Discount stores

Loblaw sees more customers turning to discount stores amid 5% inflation

A spike in food inflation means more Loblaw customers are turning to the company’s discount brands like No Frills. (Rick Madonik/Toronto Star via Getty Images)

Loblaw Companies Ltd. (L.TO) saw sales surge in the final quarter of the year as Omicron-related shutdowns drove Canadians to eat at home and rising inflation pushed prices up.

Canada’s largest retail grocery chain expects inflationary pressures to continue through 2022 as supply chains remain volatile. Loblaw says inflation at its stores hit 5% in the 12 weeks ending Jan. 1, according to the most recent January consumer price index (CPI) level by 5.1 percent.

“The 5% in the quarter is significant and the pressure continues to exist as we look to the future, particularly over the next two months. This is the result of very real cost pressure throughout value chain,” Loblaw executive chairman and president Galen Weston said Thursday during a conference call with analysts.

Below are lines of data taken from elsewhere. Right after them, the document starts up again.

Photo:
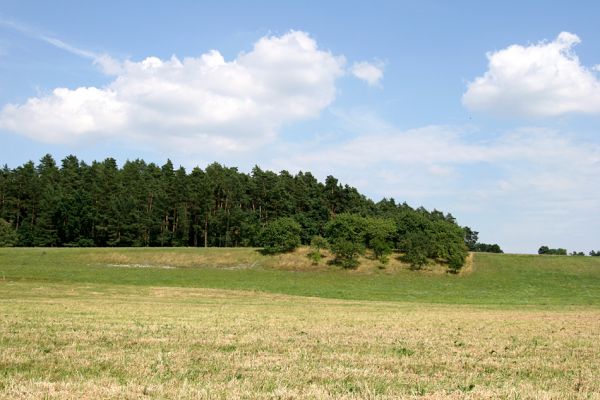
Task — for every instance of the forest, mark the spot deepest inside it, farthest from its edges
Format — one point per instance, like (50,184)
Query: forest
(76,204)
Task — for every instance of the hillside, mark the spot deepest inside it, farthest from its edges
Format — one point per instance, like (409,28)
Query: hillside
(493,279)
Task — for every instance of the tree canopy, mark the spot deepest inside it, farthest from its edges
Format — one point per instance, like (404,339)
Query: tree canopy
(73,203)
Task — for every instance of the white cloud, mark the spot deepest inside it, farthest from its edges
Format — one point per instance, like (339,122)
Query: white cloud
(198,103)
(539,80)
(368,72)
(521,188)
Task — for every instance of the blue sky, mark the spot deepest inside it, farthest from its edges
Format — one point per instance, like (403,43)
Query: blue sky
(488,111)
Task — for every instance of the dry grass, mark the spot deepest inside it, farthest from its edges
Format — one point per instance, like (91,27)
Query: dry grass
(125,342)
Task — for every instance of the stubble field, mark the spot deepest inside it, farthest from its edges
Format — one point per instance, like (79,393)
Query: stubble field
(78,336)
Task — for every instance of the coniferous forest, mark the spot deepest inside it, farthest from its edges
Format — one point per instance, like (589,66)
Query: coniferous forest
(143,204)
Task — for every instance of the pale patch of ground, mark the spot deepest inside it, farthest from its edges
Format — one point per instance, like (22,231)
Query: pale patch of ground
(123,342)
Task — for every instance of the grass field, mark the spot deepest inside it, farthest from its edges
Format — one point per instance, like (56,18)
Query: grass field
(230,323)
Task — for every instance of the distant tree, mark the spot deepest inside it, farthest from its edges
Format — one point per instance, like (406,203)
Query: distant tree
(545,250)
(416,246)
(379,236)
(281,235)
(471,237)
(316,245)
(8,236)
(487,248)
(346,252)
(346,234)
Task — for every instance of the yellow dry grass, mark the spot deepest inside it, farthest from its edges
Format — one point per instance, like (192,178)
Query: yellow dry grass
(121,342)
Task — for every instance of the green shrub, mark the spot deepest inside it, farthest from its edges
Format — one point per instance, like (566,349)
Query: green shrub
(8,236)
(317,243)
(280,235)
(346,252)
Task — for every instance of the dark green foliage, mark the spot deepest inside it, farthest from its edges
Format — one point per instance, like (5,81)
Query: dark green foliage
(416,246)
(144,204)
(487,248)
(280,235)
(545,250)
(346,252)
(317,244)
(8,236)
(471,237)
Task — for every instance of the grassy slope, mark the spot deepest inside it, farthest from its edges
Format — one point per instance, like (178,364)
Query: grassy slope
(494,279)
(76,323)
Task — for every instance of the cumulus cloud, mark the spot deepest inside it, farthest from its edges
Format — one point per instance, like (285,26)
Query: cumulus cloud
(368,72)
(520,188)
(540,80)
(203,102)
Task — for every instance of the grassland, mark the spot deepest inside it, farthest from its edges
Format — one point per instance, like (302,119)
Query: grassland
(227,324)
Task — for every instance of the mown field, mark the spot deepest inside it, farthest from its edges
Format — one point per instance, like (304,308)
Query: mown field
(231,323)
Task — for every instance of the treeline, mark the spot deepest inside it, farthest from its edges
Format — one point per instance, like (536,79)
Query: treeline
(143,204)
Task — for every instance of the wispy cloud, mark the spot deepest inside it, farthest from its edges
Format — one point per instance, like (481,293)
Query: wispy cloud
(107,64)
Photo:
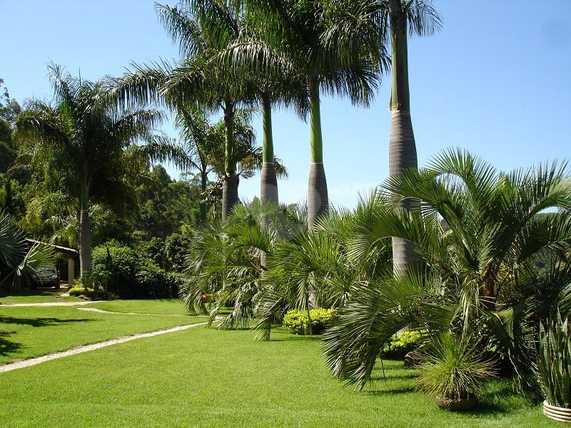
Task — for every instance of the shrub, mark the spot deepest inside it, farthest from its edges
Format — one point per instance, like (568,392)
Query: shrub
(554,362)
(84,288)
(122,271)
(155,283)
(298,322)
(401,344)
(454,372)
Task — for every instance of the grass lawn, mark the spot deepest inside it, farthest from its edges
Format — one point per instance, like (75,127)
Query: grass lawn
(30,332)
(35,296)
(204,377)
(172,307)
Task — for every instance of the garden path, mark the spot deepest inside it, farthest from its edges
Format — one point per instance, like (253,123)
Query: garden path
(93,347)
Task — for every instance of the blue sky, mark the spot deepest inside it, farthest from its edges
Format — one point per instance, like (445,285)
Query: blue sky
(495,80)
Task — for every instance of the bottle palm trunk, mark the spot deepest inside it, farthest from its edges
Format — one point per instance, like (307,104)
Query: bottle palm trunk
(230,183)
(317,196)
(268,180)
(402,148)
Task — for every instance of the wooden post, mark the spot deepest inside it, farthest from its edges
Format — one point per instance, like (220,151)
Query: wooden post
(70,270)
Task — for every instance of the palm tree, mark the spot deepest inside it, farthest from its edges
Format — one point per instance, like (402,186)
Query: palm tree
(477,233)
(17,262)
(83,130)
(290,42)
(372,25)
(203,148)
(202,29)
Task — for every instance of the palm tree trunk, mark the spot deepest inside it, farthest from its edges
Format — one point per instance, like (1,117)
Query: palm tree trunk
(268,180)
(317,197)
(402,148)
(203,206)
(84,233)
(230,184)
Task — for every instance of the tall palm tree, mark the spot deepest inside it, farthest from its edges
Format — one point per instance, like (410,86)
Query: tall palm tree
(291,42)
(421,18)
(373,25)
(477,232)
(17,262)
(202,28)
(87,135)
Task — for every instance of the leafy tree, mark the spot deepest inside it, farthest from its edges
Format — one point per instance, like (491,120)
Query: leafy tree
(86,134)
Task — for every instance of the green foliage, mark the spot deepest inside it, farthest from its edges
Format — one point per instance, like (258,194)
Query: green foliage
(554,361)
(299,322)
(454,369)
(480,236)
(19,261)
(402,343)
(121,271)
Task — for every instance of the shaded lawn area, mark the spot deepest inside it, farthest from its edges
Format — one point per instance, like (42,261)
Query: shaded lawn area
(158,306)
(204,377)
(31,332)
(35,296)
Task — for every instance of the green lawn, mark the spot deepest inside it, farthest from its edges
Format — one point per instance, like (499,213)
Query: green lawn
(172,307)
(204,377)
(30,332)
(36,296)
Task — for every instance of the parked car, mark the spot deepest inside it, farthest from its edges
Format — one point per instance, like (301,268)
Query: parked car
(47,277)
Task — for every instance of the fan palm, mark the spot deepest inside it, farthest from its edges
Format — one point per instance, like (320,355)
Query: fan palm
(18,262)
(87,135)
(476,233)
(375,24)
(289,42)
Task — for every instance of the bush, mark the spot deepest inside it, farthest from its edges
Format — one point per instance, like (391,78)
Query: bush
(401,344)
(554,362)
(298,322)
(454,372)
(122,271)
(84,288)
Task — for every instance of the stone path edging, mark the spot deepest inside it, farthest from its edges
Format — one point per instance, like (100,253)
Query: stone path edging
(92,347)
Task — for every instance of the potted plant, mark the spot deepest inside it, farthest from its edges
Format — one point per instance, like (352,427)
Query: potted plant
(453,372)
(554,368)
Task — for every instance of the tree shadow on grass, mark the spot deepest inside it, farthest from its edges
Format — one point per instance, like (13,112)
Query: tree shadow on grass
(384,391)
(40,322)
(7,346)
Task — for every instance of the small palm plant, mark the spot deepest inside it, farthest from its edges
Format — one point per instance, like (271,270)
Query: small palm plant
(554,366)
(18,264)
(454,372)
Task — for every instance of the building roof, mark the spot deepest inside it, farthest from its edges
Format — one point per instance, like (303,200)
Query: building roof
(58,248)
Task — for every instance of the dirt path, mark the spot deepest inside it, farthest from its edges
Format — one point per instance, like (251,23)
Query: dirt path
(93,347)
(48,304)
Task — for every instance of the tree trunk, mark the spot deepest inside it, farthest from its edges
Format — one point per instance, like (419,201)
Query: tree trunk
(229,195)
(268,180)
(317,197)
(402,148)
(230,185)
(84,234)
(203,202)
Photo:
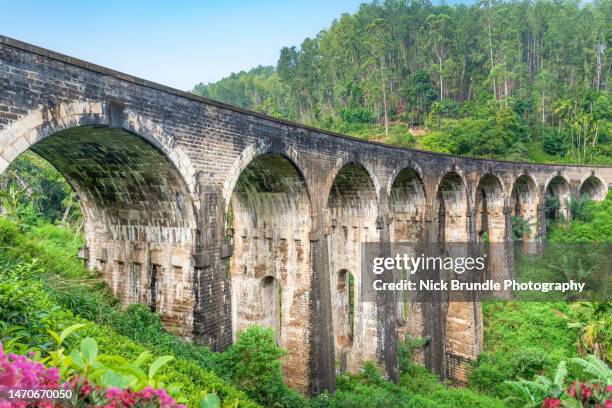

“When it comes to the customer, we don’t see a ceiling reached by consumers in terms of retail price. However, they are becoming more and more price-sensitive, there’s no doubt about that.”

Soaring food inflation means customers are increasingly turning to the company’s discount brands like No Frills, which Loblaw says has benefited from the “return of price-sensitive customers” over the past year. his last trimester. At the same time, the company’s mainstream brands, such as Loblaws and Zehrs, performed strongly in part due to promotions. Loblaw also says it’s seeing increased engagement in its PC Optimum loyalty program, which Weston says provides “substantial value” to customers who proactively engage in the program.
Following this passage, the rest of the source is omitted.